Jul 05, 2024 15:00:00

Meta releases open-source pre-trained code generation model for 'multi-token predictions'

Typically, most large-scale language models (LLMs) perform the task of 'predicting the next word,' and output one piece of data (token) at a time. In response to this, Meta proposed an approach called 'multi-token prediction' in its April 2024

paper , which outputs multiple tokens at once. On July 4, Meta released a pre-trained model using multi-token prediction as open source on the AI development platform Hugging Face.

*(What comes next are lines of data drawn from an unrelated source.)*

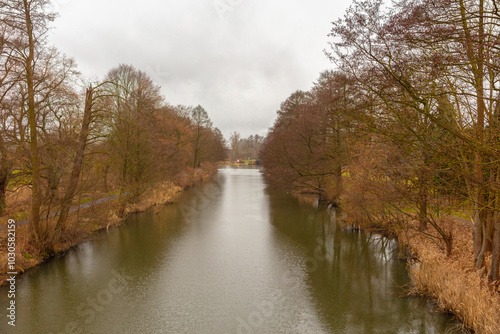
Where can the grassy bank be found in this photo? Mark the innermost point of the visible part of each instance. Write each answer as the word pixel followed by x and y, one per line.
pixel 451 281
pixel 84 224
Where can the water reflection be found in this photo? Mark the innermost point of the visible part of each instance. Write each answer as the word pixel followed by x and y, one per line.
pixel 230 257
pixel 355 279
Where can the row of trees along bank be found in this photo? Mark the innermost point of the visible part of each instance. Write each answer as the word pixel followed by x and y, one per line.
pixel 407 124
pixel 116 136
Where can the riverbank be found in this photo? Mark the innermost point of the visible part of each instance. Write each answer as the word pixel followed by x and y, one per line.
pixel 452 282
pixel 85 223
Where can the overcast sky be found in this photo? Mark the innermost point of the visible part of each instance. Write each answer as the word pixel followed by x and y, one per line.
pixel 239 59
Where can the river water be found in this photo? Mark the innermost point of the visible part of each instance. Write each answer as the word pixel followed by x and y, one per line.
pixel 230 257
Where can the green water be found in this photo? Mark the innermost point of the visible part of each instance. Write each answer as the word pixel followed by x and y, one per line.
pixel 230 257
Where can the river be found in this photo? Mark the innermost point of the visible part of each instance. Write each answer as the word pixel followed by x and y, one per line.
pixel 230 257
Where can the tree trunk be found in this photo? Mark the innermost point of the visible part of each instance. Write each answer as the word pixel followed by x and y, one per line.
pixel 77 165
pixel 35 160
pixel 495 261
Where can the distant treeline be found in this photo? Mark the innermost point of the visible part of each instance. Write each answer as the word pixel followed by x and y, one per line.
pixel 59 140
pixel 409 118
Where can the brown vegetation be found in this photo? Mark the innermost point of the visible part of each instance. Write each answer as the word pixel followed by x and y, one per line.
pixel 402 132
pixel 83 224
pixel 61 144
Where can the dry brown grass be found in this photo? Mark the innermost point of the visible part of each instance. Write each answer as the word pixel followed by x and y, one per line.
pixel 165 192
pixel 84 224
pixel 453 282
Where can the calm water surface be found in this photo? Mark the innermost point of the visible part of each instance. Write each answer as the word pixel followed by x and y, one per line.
pixel 231 257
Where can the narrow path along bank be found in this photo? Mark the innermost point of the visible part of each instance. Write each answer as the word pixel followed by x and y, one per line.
pixel 93 217
pixel 231 256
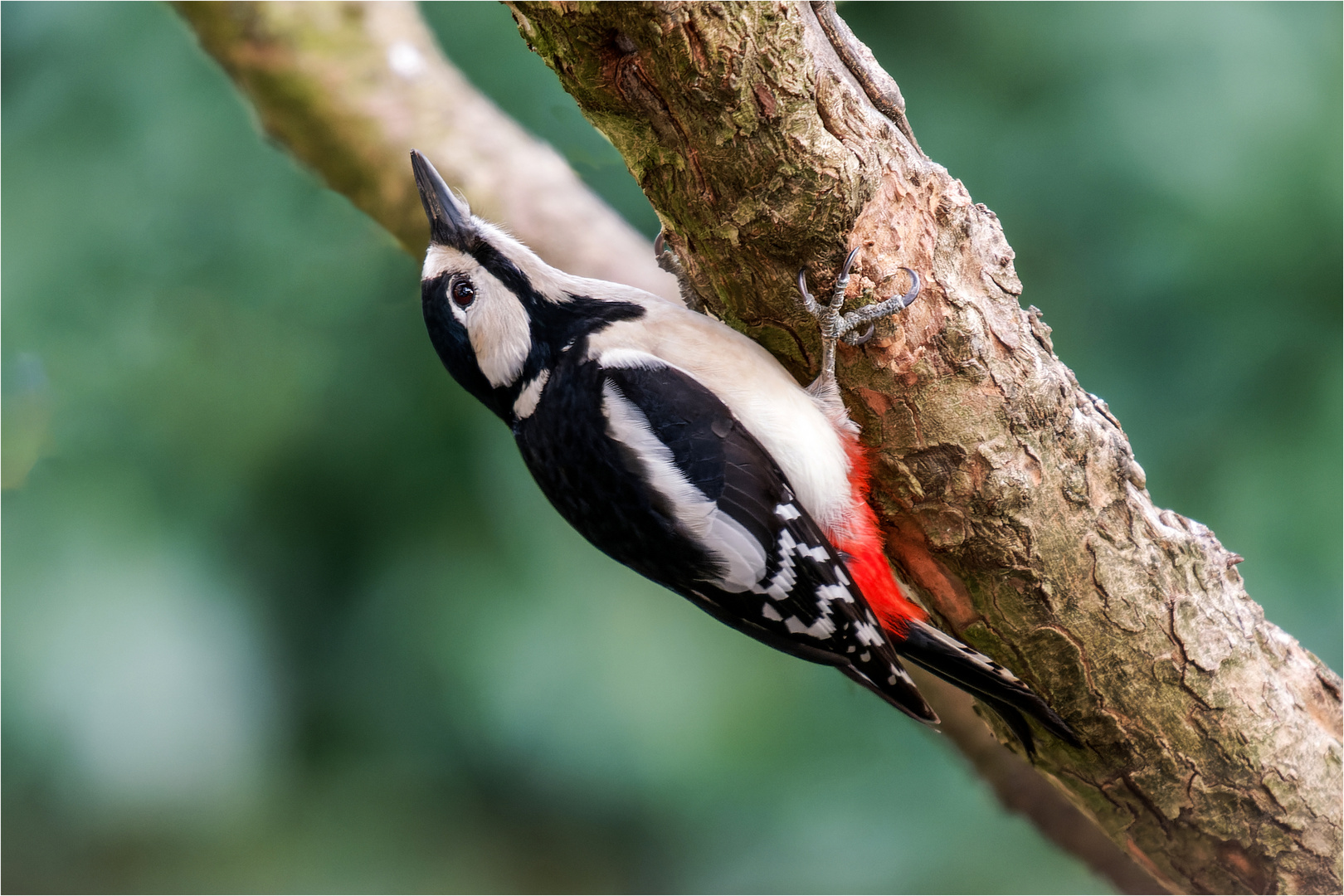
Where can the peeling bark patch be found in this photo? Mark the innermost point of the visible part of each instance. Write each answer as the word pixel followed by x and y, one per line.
pixel 947 592
pixel 999 473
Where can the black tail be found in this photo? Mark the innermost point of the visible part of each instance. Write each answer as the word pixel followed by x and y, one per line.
pixel 984 679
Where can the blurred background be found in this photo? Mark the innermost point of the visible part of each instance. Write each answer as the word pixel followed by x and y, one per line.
pixel 283 610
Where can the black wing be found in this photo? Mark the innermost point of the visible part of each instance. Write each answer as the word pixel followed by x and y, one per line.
pixel 799 597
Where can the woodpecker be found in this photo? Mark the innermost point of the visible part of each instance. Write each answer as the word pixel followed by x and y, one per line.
pixel 682 449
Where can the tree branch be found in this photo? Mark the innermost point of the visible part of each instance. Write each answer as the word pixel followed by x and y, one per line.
pixel 980 429
pixel 1010 496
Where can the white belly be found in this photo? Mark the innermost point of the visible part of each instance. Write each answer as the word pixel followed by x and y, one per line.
pixel 758 391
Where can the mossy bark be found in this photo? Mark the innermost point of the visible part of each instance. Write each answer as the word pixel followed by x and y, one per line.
pixel 1010 496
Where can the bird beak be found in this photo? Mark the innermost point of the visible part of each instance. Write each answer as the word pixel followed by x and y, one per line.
pixel 449 218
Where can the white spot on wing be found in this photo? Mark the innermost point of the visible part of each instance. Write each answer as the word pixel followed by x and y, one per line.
pixel 530 395
pixel 629 359
pixel 823 627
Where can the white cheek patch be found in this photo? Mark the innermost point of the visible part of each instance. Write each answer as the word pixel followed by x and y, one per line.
pixel 496 321
pixel 739 555
pixel 498 325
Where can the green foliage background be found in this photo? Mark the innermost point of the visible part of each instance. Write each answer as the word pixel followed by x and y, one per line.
pixel 283 610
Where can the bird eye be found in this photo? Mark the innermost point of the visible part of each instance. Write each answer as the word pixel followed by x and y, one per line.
pixel 463 293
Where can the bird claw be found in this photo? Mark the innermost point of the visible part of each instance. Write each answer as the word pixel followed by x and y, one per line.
pixel 835 325
pixel 859 340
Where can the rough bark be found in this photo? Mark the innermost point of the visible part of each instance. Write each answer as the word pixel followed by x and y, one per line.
pixel 962 494
pixel 1010 496
pixel 353 88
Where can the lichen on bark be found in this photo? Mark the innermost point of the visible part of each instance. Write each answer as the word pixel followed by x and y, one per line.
pixel 1010 496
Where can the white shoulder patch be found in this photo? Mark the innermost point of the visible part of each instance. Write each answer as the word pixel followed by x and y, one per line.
pixel 530 395
pixel 629 359
pixel 741 557
pixel 800 437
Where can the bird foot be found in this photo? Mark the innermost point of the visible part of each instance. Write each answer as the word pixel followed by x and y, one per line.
pixel 838 325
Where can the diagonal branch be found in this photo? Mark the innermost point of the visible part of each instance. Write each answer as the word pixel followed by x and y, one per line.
pixel 767 137
pixel 1010 496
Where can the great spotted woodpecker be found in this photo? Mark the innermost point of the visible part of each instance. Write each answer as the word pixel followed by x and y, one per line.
pixel 682 449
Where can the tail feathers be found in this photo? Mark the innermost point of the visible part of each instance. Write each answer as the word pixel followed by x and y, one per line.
pixel 984 679
pixel 897 689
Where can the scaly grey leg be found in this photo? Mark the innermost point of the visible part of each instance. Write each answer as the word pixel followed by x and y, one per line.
pixel 835 325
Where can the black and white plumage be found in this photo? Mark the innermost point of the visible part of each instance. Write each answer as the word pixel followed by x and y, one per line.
pixel 683 450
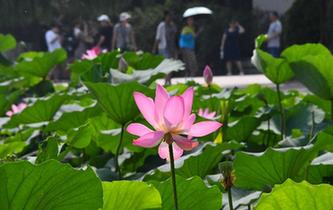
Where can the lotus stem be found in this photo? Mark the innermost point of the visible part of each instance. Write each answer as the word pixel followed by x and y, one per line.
pixel 313 125
pixel 117 152
pixel 173 176
pixel 332 109
pixel 282 117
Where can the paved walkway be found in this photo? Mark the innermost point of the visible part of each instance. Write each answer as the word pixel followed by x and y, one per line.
pixel 240 81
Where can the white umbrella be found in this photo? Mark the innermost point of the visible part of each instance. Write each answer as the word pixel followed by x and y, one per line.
pixel 197 11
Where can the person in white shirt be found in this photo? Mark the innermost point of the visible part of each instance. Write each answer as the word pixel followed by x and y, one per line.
pixel 165 39
pixel 273 35
pixel 53 38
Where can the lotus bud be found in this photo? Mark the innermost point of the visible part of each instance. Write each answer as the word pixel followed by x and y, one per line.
pixel 226 168
pixel 122 65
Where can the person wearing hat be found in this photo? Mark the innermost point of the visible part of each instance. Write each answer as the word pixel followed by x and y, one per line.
pixel 105 33
pixel 123 34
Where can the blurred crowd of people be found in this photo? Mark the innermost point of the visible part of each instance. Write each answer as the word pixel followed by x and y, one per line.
pixel 169 40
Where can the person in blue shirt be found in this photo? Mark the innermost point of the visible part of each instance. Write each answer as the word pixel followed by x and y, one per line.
pixel 187 47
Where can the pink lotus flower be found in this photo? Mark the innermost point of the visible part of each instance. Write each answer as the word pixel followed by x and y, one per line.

In April we published a paper on a new training approach for better & faster LLMs using multi-token prediction. To enable further exploration by researchers, we've released pre-trained models for code completion using this approach on @HuggingFace ⬇️ https://t.co/OnUsGcDpYx
— AI at Meta (@AIatMeta) July 3, 2024

facebook/multi-token-prediction · Hugging Face
https://huggingface.co/facebook/multi-token-prediction

Meta drops AI bombshell: Multi-token prediction models now open for research | VentureBeat
https://venturebeat.com/ai/meta-drops-ai-bombshell-multi-token-prediction-models-now-open-for-research/

Meta open-sources new 'multi-token prediction' language models - SiliconANGLE
https://siliconangle.com/2024/07/04/meta-open-sources-new-multi-token-prediction-language-models/

Most large-scale language models output one token at a time, which is simple and scalable, but has the drawback of requiring huge amounts of data for training and being inefficient. In contrast, multi-token prediction proposed by Meta generates multiple tokens at once, which is said to improve the performance and training efficiency of large-scale language models.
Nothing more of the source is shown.